Vor der feierlichen Enthüllung auf dem engen Bürgersteig vor dem Haus hatten sich rund 150 Menschen in dem kleinen Park am Klinkertorplatz versammelt. Angela Bachmair von der Erinnerungswerkstatt Augsburg eröffnete die Veranstaltung, Schülerinnen des Stetten-Instituts und der Agnes-Bernauer-Realschule lasen Texte über die jüdischen Bewohner des Hauses Gesundbrunnenstraße 32, die entweder aus Angst vor der Verfolgung Selbstmord begingen oder in Konzentrationslagern starben. "Es ist so grauenhaft, dass die Faschisten Menschenleben für wertlos erklärten und Juden und jüdischstämmige Menschen massenhaft ermordeten.
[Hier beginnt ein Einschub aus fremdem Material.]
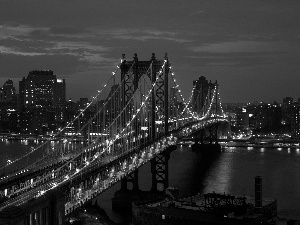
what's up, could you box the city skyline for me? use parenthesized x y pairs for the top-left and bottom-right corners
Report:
(0, 1), (300, 103)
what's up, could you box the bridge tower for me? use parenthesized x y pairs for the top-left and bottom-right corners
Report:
(118, 53), (171, 192)
(113, 53), (172, 213)
(192, 80), (222, 152)
(208, 80), (219, 145)
(192, 76), (210, 115)
(150, 53), (171, 192)
(120, 53), (141, 192)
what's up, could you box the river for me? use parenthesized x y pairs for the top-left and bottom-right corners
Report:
(1, 140), (300, 221)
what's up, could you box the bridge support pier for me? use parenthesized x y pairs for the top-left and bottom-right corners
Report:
(192, 126), (221, 153)
(112, 145), (176, 215)
(150, 151), (170, 192)
(112, 170), (141, 213)
(209, 124), (218, 144)
(45, 190), (66, 225)
(120, 169), (139, 191)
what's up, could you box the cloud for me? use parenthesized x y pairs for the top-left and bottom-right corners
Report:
(50, 41), (109, 53)
(0, 24), (115, 72)
(0, 25), (39, 38)
(49, 27), (88, 35)
(98, 28), (191, 43)
(185, 50), (287, 68)
(0, 46), (45, 56)
(185, 41), (299, 67)
(144, 30), (176, 36)
(190, 10), (205, 16)
(188, 41), (286, 54)
(0, 36), (55, 51)
(0, 53), (90, 77)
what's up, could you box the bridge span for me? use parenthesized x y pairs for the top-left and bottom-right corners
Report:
(0, 53), (229, 225)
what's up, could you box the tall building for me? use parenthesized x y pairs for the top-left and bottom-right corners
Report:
(235, 107), (249, 129)
(254, 102), (281, 132)
(0, 79), (16, 103)
(282, 97), (293, 127)
(291, 104), (300, 138)
(53, 78), (66, 107)
(192, 76), (211, 114)
(77, 97), (89, 110)
(19, 70), (66, 108)
(0, 80), (17, 132)
(17, 70), (66, 134)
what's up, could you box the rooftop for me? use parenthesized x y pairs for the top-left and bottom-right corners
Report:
(139, 191), (277, 220)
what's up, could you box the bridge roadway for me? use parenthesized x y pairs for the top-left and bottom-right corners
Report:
(0, 144), (89, 193)
(1, 151), (111, 209)
(0, 133), (177, 211)
(0, 118), (190, 190)
(0, 117), (227, 217)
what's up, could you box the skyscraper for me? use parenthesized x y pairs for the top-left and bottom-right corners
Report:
(291, 104), (300, 138)
(281, 97), (294, 134)
(19, 70), (66, 108)
(53, 79), (66, 107)
(0, 79), (16, 103)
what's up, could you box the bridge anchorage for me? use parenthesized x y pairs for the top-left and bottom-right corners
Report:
(0, 53), (229, 225)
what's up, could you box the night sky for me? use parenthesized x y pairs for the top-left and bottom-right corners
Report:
(0, 0), (300, 103)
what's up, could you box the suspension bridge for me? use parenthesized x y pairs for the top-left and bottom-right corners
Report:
(0, 53), (228, 225)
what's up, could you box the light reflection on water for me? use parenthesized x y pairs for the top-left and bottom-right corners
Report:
(200, 146), (300, 219)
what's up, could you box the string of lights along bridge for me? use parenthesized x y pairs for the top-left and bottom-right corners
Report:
(0, 53), (228, 224)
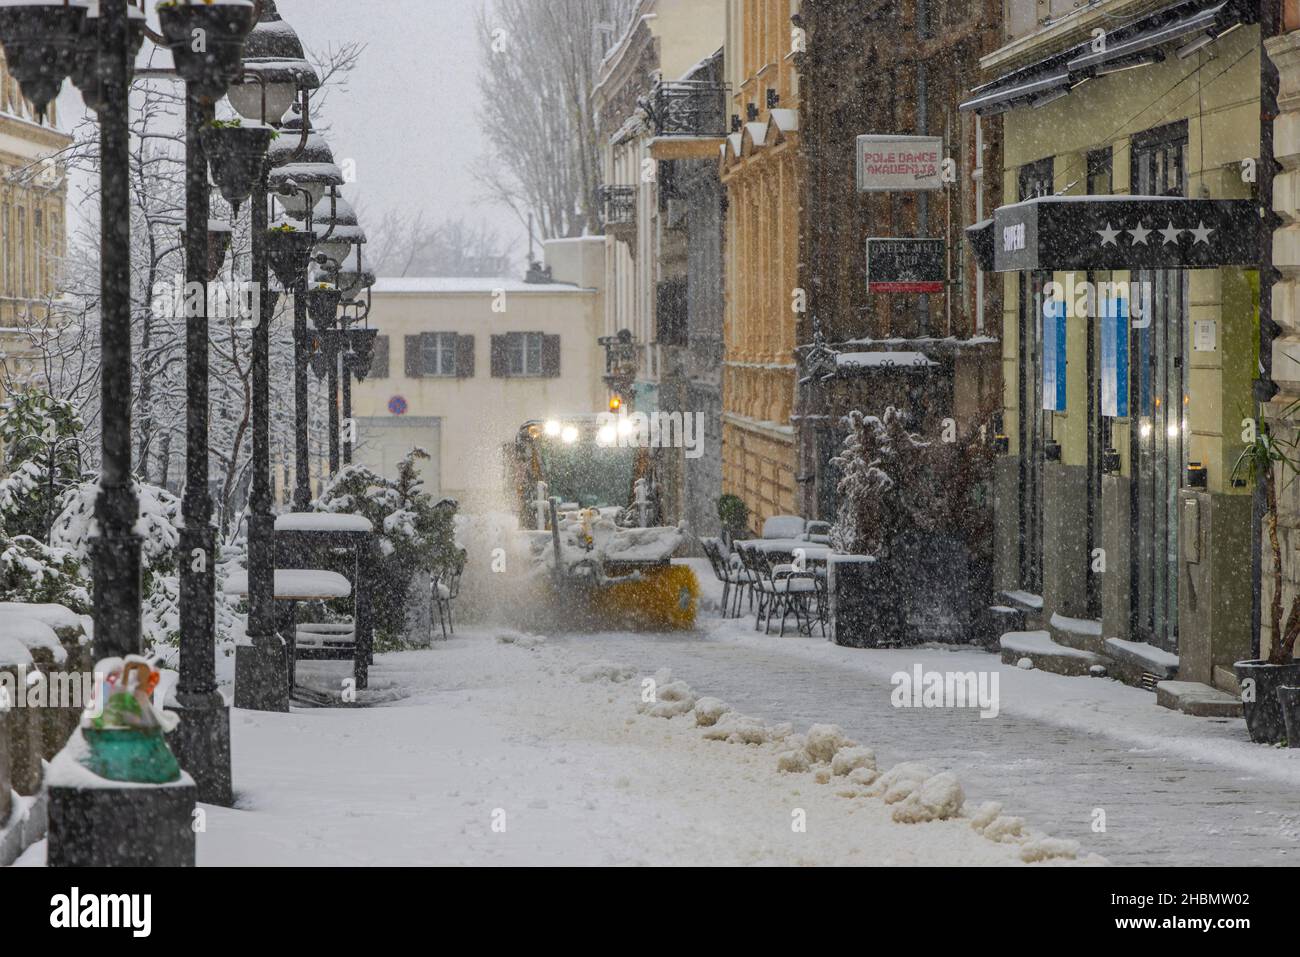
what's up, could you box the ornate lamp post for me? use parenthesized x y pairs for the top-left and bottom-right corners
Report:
(227, 0), (321, 713)
(309, 193), (366, 475)
(0, 0), (255, 866)
(266, 115), (343, 509)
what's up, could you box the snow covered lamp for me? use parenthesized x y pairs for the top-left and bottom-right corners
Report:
(155, 0), (256, 102)
(67, 2), (147, 115)
(224, 0), (318, 127)
(311, 192), (366, 268)
(0, 0), (87, 118)
(266, 115), (344, 219)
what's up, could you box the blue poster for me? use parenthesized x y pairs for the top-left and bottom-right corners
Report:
(1101, 295), (1129, 418)
(1042, 298), (1067, 412)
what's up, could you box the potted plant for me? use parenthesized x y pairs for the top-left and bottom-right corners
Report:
(265, 222), (314, 288)
(156, 0), (256, 101)
(0, 0), (87, 116)
(716, 494), (748, 547)
(1232, 418), (1300, 744)
(200, 118), (276, 213)
(306, 282), (342, 330)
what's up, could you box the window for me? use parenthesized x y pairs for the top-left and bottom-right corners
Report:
(422, 332), (458, 377)
(371, 335), (390, 379)
(491, 332), (559, 378)
(510, 332), (544, 376)
(405, 332), (473, 378)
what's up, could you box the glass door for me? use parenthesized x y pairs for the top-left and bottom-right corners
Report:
(1130, 122), (1188, 652)
(1017, 158), (1053, 595)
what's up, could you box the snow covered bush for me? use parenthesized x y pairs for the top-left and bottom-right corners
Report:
(313, 448), (459, 646)
(0, 531), (90, 611)
(0, 388), (86, 542)
(47, 478), (239, 654)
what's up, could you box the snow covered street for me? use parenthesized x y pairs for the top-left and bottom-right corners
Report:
(124, 605), (1300, 868)
(180, 627), (1094, 867)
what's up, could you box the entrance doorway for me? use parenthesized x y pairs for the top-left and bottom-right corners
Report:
(1130, 122), (1188, 652)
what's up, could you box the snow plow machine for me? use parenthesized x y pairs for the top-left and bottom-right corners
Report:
(507, 414), (699, 631)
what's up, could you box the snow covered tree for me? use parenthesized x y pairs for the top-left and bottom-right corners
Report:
(0, 388), (86, 542)
(830, 407), (935, 559)
(314, 448), (459, 644)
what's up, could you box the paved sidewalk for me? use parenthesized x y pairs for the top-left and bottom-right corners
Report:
(564, 620), (1300, 866)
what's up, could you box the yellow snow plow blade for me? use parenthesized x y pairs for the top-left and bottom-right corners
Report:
(587, 563), (699, 631)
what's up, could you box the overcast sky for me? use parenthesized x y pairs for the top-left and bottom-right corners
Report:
(57, 0), (524, 271)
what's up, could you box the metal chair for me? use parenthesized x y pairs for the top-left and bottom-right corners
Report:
(431, 549), (466, 640)
(702, 536), (753, 618)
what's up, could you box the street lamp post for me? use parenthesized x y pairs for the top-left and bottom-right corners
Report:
(229, 0), (321, 711)
(170, 84), (233, 806)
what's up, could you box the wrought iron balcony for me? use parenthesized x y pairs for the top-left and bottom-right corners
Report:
(598, 184), (637, 229)
(648, 80), (729, 138)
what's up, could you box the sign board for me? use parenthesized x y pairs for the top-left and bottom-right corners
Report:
(991, 197), (1261, 273)
(866, 238), (944, 294)
(1193, 319), (1217, 352)
(1042, 298), (1067, 413)
(1101, 297), (1129, 418)
(388, 396), (408, 416)
(855, 135), (944, 192)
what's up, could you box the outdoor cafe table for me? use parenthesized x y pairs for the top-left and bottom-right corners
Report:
(222, 569), (352, 692)
(734, 539), (834, 564)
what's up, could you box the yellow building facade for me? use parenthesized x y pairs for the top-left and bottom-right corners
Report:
(720, 0), (802, 530)
(0, 50), (71, 401)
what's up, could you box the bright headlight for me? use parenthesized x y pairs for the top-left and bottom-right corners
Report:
(561, 426), (580, 444)
(544, 419), (562, 437)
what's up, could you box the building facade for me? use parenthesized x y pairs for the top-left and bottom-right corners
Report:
(719, 0), (802, 531)
(592, 0), (727, 536)
(796, 0), (1004, 518)
(964, 0), (1264, 691)
(0, 49), (71, 406)
(348, 238), (606, 512)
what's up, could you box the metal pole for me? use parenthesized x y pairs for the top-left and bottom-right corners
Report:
(293, 289), (311, 510)
(327, 332), (340, 475)
(177, 89), (216, 697)
(233, 163), (289, 712)
(342, 343), (353, 466)
(92, 0), (142, 662)
(171, 88), (234, 805)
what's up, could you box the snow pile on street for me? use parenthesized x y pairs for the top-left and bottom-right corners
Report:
(612, 665), (1087, 862)
(495, 630), (547, 649)
(576, 660), (635, 683)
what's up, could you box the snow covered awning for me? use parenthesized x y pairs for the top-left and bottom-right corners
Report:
(959, 0), (1253, 117)
(985, 195), (1261, 272)
(836, 351), (937, 372)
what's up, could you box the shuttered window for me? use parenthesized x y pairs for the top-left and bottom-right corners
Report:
(490, 332), (560, 378)
(403, 332), (474, 378)
(371, 335), (390, 378)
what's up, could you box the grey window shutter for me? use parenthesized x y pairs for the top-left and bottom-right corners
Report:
(372, 335), (390, 379)
(542, 334), (561, 378)
(419, 331), (437, 375)
(404, 335), (422, 378)
(456, 334), (475, 378)
(490, 334), (508, 377)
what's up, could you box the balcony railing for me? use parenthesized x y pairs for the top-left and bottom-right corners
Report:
(598, 185), (637, 229)
(649, 80), (729, 138)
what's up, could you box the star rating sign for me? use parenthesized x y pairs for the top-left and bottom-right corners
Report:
(1189, 220), (1214, 245)
(1159, 222), (1183, 245)
(1097, 223), (1120, 246)
(1128, 223), (1151, 245)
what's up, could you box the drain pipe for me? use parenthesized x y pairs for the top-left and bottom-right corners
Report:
(1255, 3), (1283, 660)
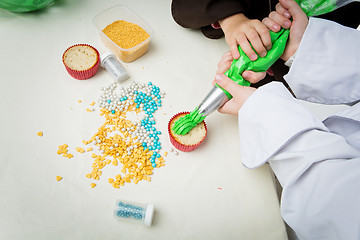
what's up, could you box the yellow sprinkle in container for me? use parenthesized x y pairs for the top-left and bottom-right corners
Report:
(93, 5), (154, 63)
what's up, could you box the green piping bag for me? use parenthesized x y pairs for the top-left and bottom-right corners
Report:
(172, 0), (347, 136)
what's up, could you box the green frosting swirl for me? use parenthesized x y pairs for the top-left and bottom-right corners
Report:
(172, 108), (206, 135)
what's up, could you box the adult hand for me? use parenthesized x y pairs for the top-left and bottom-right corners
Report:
(219, 13), (272, 61)
(262, 0), (309, 61)
(215, 51), (267, 84)
(213, 74), (256, 115)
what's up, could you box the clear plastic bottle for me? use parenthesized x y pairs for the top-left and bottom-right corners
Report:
(0, 0), (54, 12)
(113, 200), (154, 227)
(101, 52), (129, 83)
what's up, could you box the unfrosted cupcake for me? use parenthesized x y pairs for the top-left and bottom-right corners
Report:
(168, 112), (207, 152)
(62, 44), (100, 80)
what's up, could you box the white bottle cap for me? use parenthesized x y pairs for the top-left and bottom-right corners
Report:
(143, 204), (154, 227)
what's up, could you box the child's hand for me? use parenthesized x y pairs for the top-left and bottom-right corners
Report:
(262, 0), (308, 61)
(215, 51), (267, 84)
(213, 74), (256, 115)
(219, 13), (272, 61)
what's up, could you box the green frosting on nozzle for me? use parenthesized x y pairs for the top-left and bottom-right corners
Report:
(172, 108), (206, 135)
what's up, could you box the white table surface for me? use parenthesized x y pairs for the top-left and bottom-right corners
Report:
(0, 0), (288, 239)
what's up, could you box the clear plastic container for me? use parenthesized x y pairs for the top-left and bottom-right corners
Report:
(114, 200), (154, 227)
(93, 5), (154, 63)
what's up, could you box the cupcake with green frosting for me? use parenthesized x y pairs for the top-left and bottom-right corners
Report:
(168, 112), (207, 152)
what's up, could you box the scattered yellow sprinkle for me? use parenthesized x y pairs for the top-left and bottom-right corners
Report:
(90, 183), (96, 188)
(56, 176), (62, 181)
(164, 151), (168, 157)
(86, 147), (93, 152)
(78, 100), (82, 103)
(37, 131), (43, 136)
(90, 102), (95, 106)
(86, 108), (92, 112)
(57, 144), (73, 159)
(76, 147), (85, 153)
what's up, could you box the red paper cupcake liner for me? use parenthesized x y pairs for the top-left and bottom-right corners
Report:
(62, 44), (100, 80)
(168, 112), (207, 152)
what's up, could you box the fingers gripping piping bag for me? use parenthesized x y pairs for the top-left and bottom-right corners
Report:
(171, 0), (356, 137)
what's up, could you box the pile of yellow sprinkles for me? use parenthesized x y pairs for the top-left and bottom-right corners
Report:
(57, 81), (166, 189)
(103, 20), (150, 49)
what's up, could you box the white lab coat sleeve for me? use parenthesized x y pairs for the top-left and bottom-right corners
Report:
(323, 102), (360, 150)
(284, 17), (360, 105)
(238, 82), (360, 240)
(267, 103), (360, 240)
(268, 129), (360, 240)
(237, 81), (328, 169)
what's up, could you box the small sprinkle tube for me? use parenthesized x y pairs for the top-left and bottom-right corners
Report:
(101, 52), (129, 83)
(114, 200), (154, 226)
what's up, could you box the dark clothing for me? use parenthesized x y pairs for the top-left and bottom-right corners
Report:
(172, 0), (275, 28)
(171, 0), (360, 29)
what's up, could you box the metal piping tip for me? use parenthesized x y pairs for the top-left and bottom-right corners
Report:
(197, 86), (229, 116)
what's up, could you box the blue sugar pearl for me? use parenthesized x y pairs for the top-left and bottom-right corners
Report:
(157, 153), (161, 158)
(148, 82), (152, 85)
(152, 163), (157, 168)
(155, 136), (159, 140)
(111, 110), (115, 114)
(107, 100), (111, 103)
(142, 142), (147, 147)
(150, 159), (155, 163)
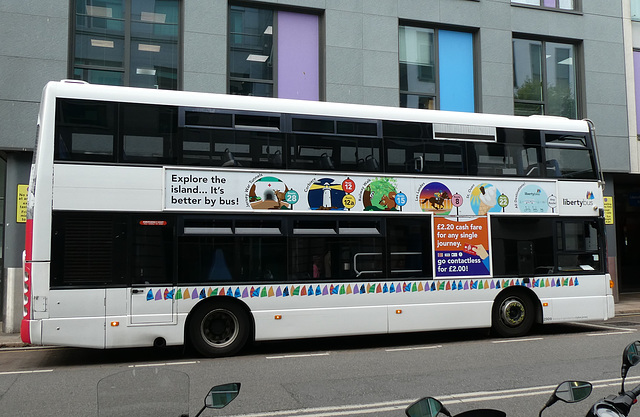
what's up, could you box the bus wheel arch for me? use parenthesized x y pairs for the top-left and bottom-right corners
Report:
(491, 287), (540, 338)
(185, 297), (254, 357)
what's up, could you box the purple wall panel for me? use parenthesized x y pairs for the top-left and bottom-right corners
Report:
(277, 11), (319, 100)
(543, 0), (555, 7)
(634, 51), (640, 134)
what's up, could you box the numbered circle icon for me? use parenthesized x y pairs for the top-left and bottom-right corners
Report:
(498, 194), (509, 208)
(395, 192), (407, 207)
(342, 194), (356, 209)
(342, 178), (356, 194)
(451, 193), (463, 208)
(285, 189), (299, 205)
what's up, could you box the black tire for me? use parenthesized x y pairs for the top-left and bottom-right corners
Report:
(188, 300), (250, 357)
(491, 291), (535, 338)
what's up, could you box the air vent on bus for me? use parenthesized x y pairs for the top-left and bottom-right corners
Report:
(433, 123), (496, 142)
(62, 217), (114, 282)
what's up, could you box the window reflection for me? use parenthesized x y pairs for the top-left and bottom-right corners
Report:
(228, 6), (274, 97)
(399, 26), (436, 109)
(399, 27), (435, 93)
(174, 217), (432, 284)
(513, 38), (577, 118)
(73, 0), (179, 89)
(492, 217), (603, 276)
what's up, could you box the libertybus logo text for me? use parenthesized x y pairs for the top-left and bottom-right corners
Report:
(562, 191), (595, 208)
(562, 199), (594, 207)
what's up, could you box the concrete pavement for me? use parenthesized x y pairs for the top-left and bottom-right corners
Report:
(0, 327), (25, 348)
(616, 292), (640, 316)
(2, 293), (640, 348)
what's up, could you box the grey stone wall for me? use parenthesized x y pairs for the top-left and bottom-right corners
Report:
(0, 1), (68, 151)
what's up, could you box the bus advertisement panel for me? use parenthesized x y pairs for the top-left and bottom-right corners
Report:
(164, 168), (594, 216)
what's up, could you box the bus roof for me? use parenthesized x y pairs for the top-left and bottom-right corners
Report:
(43, 80), (590, 133)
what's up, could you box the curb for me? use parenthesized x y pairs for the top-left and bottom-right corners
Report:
(0, 332), (26, 349)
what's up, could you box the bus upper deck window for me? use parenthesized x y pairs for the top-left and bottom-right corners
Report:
(55, 99), (116, 162)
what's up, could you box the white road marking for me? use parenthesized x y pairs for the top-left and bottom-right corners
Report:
(386, 345), (442, 352)
(587, 331), (637, 336)
(222, 375), (640, 417)
(571, 321), (637, 332)
(491, 337), (544, 344)
(128, 361), (199, 367)
(266, 353), (330, 360)
(0, 369), (53, 375)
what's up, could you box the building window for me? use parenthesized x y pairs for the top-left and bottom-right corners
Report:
(228, 5), (319, 100)
(399, 25), (475, 112)
(511, 0), (576, 11)
(72, 0), (180, 89)
(513, 38), (578, 118)
(633, 0), (640, 21)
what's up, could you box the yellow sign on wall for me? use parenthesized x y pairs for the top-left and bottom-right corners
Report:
(603, 196), (614, 225)
(17, 184), (28, 223)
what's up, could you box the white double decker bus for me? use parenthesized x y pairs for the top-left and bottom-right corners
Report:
(22, 80), (614, 356)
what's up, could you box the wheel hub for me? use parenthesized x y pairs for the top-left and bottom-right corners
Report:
(201, 309), (239, 348)
(500, 298), (526, 327)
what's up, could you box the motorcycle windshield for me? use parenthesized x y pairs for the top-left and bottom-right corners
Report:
(97, 367), (190, 417)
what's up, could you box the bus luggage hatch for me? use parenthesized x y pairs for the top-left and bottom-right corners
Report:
(129, 287), (176, 324)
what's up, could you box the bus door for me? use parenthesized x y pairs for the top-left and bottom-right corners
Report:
(129, 218), (175, 324)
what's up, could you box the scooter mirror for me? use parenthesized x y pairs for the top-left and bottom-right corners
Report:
(406, 397), (451, 417)
(205, 383), (241, 409)
(539, 381), (592, 417)
(554, 381), (592, 403)
(624, 341), (640, 368)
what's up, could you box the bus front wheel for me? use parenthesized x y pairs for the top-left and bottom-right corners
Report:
(189, 300), (250, 357)
(491, 291), (535, 338)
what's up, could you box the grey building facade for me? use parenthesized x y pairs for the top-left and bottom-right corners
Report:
(0, 0), (635, 330)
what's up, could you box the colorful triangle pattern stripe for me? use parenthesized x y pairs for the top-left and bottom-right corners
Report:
(145, 277), (582, 301)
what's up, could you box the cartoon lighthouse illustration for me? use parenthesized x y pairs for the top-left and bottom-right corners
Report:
(322, 182), (332, 208)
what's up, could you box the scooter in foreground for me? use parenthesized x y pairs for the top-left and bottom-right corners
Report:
(97, 367), (240, 417)
(586, 340), (640, 417)
(405, 380), (593, 417)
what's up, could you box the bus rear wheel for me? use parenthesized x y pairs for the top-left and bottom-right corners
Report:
(492, 291), (535, 338)
(189, 300), (250, 357)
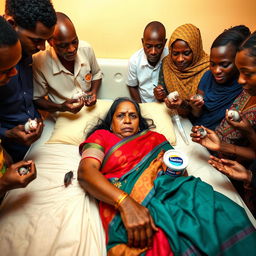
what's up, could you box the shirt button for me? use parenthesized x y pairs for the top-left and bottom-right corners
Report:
(27, 110), (30, 114)
(24, 92), (26, 95)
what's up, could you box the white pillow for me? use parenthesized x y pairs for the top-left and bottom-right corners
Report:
(139, 102), (176, 145)
(47, 99), (113, 145)
(47, 100), (176, 145)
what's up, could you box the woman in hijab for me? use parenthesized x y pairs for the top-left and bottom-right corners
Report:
(154, 23), (209, 116)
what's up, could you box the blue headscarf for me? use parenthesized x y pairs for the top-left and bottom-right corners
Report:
(190, 70), (242, 130)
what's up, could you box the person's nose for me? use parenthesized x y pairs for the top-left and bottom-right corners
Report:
(212, 65), (222, 75)
(37, 40), (46, 51)
(177, 54), (184, 63)
(124, 114), (131, 123)
(238, 73), (246, 85)
(68, 44), (76, 53)
(150, 47), (157, 55)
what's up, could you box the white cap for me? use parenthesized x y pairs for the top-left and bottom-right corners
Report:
(163, 149), (188, 171)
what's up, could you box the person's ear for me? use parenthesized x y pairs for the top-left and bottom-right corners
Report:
(164, 38), (167, 45)
(4, 15), (17, 30)
(141, 38), (144, 45)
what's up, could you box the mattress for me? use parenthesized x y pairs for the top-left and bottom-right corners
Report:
(0, 119), (106, 256)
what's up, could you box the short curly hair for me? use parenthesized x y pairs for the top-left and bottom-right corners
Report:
(0, 16), (18, 47)
(5, 0), (56, 30)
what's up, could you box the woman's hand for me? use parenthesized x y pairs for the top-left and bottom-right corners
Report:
(189, 96), (204, 111)
(190, 126), (221, 151)
(153, 85), (166, 101)
(164, 97), (183, 110)
(119, 196), (158, 249)
(78, 158), (157, 249)
(225, 110), (255, 136)
(208, 155), (251, 183)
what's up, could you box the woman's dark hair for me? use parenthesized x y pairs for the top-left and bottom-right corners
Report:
(211, 25), (251, 50)
(0, 16), (18, 47)
(86, 97), (155, 138)
(227, 25), (251, 38)
(5, 0), (57, 30)
(238, 32), (256, 61)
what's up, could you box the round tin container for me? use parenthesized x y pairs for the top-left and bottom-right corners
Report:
(227, 110), (240, 122)
(192, 94), (204, 101)
(167, 91), (179, 101)
(163, 149), (188, 177)
(198, 127), (207, 138)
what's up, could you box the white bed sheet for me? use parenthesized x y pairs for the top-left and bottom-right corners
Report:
(0, 119), (106, 256)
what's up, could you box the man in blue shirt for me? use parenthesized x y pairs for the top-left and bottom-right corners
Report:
(0, 0), (57, 162)
(0, 16), (37, 198)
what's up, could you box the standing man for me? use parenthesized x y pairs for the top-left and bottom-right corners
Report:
(0, 0), (57, 162)
(33, 12), (102, 113)
(127, 21), (168, 103)
(0, 16), (36, 198)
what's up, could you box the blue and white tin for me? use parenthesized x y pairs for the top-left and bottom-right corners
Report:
(163, 150), (188, 177)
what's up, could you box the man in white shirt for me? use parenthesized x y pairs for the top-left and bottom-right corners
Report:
(33, 12), (102, 114)
(127, 21), (168, 103)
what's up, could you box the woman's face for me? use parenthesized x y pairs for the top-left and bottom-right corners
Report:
(111, 101), (140, 138)
(235, 49), (256, 96)
(171, 39), (193, 71)
(210, 44), (238, 84)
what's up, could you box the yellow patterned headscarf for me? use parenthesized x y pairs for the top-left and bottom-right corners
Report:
(163, 24), (209, 99)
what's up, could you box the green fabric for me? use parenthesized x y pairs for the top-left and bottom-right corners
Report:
(0, 164), (6, 175)
(107, 142), (256, 255)
(81, 142), (104, 152)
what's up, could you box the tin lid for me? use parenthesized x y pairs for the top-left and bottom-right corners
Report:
(163, 149), (188, 170)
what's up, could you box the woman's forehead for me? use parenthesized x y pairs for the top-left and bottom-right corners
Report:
(115, 101), (137, 112)
(236, 49), (255, 68)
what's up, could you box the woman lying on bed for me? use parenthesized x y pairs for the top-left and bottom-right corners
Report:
(78, 97), (256, 256)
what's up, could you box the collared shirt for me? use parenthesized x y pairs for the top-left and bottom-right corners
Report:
(33, 41), (102, 104)
(126, 47), (168, 103)
(0, 56), (40, 138)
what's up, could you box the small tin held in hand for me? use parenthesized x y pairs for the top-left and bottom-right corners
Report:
(197, 127), (207, 138)
(24, 119), (38, 133)
(167, 91), (179, 101)
(18, 166), (30, 176)
(192, 94), (204, 101)
(83, 93), (92, 101)
(227, 110), (241, 122)
(72, 91), (85, 100)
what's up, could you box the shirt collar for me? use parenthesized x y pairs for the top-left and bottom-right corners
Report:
(50, 46), (84, 75)
(141, 49), (165, 69)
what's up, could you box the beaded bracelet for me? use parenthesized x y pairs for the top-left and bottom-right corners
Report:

Und es passierte überall in Deutschland, dass Juden, Sozialdemokraten oder Homosexuelle abgeholt wurden - auch hier in unserer Nachbarschaft", sagte eine Teilnehmerin an der Gedenkfeier, zu der auch Nachkommen von Verwandten der Opfer gekommen waren.

Nach der Enthüllung zog ein großer Zug von Menschen in den Barbarasaal im Stetten-Institut, wo der Autor Leo Hiemer aus seinem Buch "Gabi - geboren im Allgäu, ermordet in Ausschwitz" vorlas. Er hatte jahrelang recherchiert und eine große Menge an Dokumenten und Fotografien aus dem Leben der Familie Schwarz/Eckart zusammengestellt. Das Oberstufenorchester umrahmte die Lesung musikalisch.

Für die Stetten-Schülerinnen war es nicht das erste Mal, dass sie von den Morden der Nazizeit hören. Aber es ist das erste Mal, dass sie hören, dass es eine von ihnen war. "Es ist ein sehr beklemmendes Gefühl, zu wissen, die Mutter von Gabi war eine von uns, eine Stettenschülerin. Das rückt einem dann doch sehr nahe", sagt Elena aus der Q11, die während der Veranstaltung in der Gesundbrunnenstraße und im Barbarasaal jeweils die Biographie von Charlotte Eckart vorträgt. Auch ihre Mitschülerin Henriette, ebenfalls aus der Q11, sagt, dass sie und ihre Mitschülerinnen sehr betroffen waren. "An dem Haus in der Gesundbrunnenstraße gehen viele von uns oft vorbei - jetzt mit dem Wissen um den Lebenslauf seiner jüdischen Bewohner bekommt das auch eine ganz neue, traurige Bedeutung". 

Die Schulleiterin des Stetten-Instituts Barbara Kummer sagte, dass es ihr wichtig sei, die Erinnerung an Zeit des Nationalsozialismus wachzuhalten. "Die schrecklichen Geschehnisse des Holocaust sind eine Mahnung an alle Nachkommen. Wir müssen uns erinnern, wohin Ausgrenzung, Fremdenhass und Nationalismus führen können und dieses Wissen auch an die Jüngeren weitergeben. Ich freue mich, dass unsere Schülerinnen sich heute bei der Gedenkfeier so aktiv eingebracht haben".